Re: One hopes ...
I'm currently helping to teach the new Computer Science GCSE that is replacing the ICT qualifications.
I'm also a programmer with 10 years exp in a variety of languages running a UK wide software consultancy doing work in big and small companies on system structure and design </appeal_to_authority>
The course is good, very good in fact. There are a couple of rough edges (notably the software life cycle bit), but overall its excellent. The kids are engaged and excited about making the computer do things they didn't know were even an option for them.
This is a tremendous success story for UK and everyone who pushed for it over the years, including the government, deserves a big pat on the back.
We have adopted python 3, as thats what the other schools in the area are using and resources are available for. The kids are amused by me teaching myself python in front of them, and they learn it all the better.
It will have replaced ICT at the GCSE level totally within another year, and across the region within another couple, as far as I can see, and is being pushed further down in the curriculum.
Just a few years from now, every child coming through school will have been exposed to programming and have seen and used imperative languages, mobile apps, declarative (HTML essentially) and made web pages from the bottom up.
This year 10 GCSE group is learning python and making simple programmes already, and they will each have made a game, with graphics and sound, by the end of the academic year, and understand how and why it works.
Now, you may say, there is a shortage of teachers, however there is not.

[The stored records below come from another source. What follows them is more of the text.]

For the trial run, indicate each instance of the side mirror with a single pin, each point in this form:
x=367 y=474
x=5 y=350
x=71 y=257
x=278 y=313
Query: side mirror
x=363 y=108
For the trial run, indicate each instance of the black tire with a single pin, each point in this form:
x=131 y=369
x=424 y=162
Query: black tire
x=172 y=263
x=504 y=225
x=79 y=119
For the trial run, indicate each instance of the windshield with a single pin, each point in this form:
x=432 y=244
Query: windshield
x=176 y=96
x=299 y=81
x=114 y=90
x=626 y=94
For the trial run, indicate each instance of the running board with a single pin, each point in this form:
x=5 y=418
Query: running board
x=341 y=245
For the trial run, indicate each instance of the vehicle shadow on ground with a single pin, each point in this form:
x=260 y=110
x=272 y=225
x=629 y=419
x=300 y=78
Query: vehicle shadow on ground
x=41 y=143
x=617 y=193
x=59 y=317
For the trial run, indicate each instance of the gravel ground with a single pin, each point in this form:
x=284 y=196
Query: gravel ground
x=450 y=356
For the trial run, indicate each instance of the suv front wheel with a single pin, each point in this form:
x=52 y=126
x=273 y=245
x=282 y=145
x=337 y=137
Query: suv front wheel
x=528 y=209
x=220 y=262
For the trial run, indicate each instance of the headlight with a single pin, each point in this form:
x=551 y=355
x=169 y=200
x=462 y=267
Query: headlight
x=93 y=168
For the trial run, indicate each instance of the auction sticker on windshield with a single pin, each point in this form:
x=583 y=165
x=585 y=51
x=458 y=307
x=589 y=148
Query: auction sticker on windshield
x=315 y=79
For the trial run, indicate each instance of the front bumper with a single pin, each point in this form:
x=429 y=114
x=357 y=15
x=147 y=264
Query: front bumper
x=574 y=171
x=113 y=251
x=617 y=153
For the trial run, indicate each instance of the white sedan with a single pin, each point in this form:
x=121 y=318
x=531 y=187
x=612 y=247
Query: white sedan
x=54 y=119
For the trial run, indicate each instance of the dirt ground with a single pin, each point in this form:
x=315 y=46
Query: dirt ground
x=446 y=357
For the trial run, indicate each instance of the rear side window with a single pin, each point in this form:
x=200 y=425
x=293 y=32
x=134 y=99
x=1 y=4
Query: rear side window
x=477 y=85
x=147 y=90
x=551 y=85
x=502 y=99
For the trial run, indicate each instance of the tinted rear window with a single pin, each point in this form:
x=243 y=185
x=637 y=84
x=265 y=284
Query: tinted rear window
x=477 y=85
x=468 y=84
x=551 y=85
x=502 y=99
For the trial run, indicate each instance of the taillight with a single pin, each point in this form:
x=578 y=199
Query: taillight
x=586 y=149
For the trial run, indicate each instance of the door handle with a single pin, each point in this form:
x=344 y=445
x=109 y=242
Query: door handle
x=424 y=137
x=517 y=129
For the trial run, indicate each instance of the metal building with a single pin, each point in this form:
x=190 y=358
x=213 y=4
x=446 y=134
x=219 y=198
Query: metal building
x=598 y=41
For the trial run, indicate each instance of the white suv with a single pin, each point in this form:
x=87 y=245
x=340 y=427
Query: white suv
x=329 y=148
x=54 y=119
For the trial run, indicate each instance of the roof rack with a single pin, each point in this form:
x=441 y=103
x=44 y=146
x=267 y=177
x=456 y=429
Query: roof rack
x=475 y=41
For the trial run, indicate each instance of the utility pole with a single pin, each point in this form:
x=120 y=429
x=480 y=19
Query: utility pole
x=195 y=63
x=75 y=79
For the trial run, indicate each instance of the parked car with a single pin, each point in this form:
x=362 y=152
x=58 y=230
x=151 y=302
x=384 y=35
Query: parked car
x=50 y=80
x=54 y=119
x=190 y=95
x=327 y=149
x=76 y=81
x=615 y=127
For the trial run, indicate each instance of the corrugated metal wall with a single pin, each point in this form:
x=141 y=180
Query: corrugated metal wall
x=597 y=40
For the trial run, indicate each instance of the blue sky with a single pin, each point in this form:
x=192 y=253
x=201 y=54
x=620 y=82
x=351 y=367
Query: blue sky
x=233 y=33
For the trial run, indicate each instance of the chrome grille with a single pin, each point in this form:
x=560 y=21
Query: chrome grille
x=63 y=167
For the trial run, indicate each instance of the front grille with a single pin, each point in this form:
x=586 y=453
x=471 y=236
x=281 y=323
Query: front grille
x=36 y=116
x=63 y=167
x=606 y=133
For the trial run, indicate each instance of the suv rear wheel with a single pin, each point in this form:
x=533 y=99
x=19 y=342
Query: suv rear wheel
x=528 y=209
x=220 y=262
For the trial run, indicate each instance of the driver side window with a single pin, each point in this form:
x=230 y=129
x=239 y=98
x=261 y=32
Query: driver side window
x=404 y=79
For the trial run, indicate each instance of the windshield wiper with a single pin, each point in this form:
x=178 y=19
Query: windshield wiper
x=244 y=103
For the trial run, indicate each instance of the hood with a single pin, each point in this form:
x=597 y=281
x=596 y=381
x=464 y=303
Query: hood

There is a shortage of skills, certainly, and a big push is in progress to give the needed skills to teachers and provide them with help. Guess why I'm there? I provide the technical assistance until the teacher is confident enough to do things alone.
So, you cynics, get off your arses, stop complaining about ICT, and go and change things. The possibilities are there now --> See http://www.computingatschool.org.uk/
Run by Simon Peyton Jones aka, Mr Haskell (a very very clever chap, and all round nice guy).
Schools need programmers to go and help. (Reg staff, fancy promoting this more?)